À força de lei fecharam-se mares,
Fecharam-se portos, negreiros malditos,
E à maldita, manchada, infame bandeira,
Bandeira sem mancha balança ao vento.
E no entanto,
no campo escravo de raças diversas
que ares funestos de gentes com fome!
que raça de brancos, marchar esquisito,
de trapos cobertos, de trêmulas mãos,
que tristes feições, de toscas maneiras,
- são toscas figuras, são trapos humanos:
não vieram por mares para o continente
nem são embarcados em sujas galés,
não trazem imagens de terras-natal,
nem grossas correntes lhes prendem os pés,
nem banzos, nem marcas lhes matam, lhes prendem
possuem mocambos em vez de senzalas.
Os Escravos modernos, são filhos da terra,
são brancos, são negros, são índios, mulatos,
apenas que viva uma vida com fome
apenas que tenha na face amarela,
na roupa, na fala, na enxada na mão
a sina horrível de ser camponês,
de filho talvez tornado assassino
de filha mais tarde talvez prostituta. . .
troféus que lhes premiam o vil latifúndio. . .

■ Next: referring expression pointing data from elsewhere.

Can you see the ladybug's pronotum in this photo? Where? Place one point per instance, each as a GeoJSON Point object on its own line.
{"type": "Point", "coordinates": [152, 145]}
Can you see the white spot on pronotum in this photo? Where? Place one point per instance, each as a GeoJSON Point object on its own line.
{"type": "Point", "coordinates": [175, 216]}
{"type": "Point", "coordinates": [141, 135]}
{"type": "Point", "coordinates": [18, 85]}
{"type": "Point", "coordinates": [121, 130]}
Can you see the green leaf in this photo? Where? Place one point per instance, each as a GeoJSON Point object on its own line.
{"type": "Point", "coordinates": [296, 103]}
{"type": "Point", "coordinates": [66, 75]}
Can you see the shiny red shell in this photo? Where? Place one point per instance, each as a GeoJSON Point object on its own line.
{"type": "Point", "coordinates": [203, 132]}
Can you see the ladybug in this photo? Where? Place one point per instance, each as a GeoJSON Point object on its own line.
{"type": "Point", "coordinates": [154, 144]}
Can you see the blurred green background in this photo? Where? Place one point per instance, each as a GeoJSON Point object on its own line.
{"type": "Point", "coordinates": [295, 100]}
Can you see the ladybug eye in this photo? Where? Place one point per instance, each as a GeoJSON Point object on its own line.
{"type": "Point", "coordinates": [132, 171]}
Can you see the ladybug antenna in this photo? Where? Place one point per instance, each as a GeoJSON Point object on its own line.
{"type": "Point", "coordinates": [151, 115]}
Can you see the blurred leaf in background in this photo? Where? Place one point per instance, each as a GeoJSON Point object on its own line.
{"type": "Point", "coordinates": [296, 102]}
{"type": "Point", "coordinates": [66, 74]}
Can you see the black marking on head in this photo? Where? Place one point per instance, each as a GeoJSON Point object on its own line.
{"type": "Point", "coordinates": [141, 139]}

Que sina maldita os homens lhes dão!
Por acaso isto tudo não mata e mutila
tão como açoites nas costas desnudas?
- que escravos lhes tornam piores algemas?
À força do povo fecharam fazendas, fecharam as senzalas
fecharam os campos – os feudos malditos
e à maldita, manchada, infame bandeira
bandeira mais nova da Paz e do Povo
tremula aos ventos
tremula aos ventos.
Sua critica? Perguntou-me ironicamente se eu tinha psicografado Castro Alves.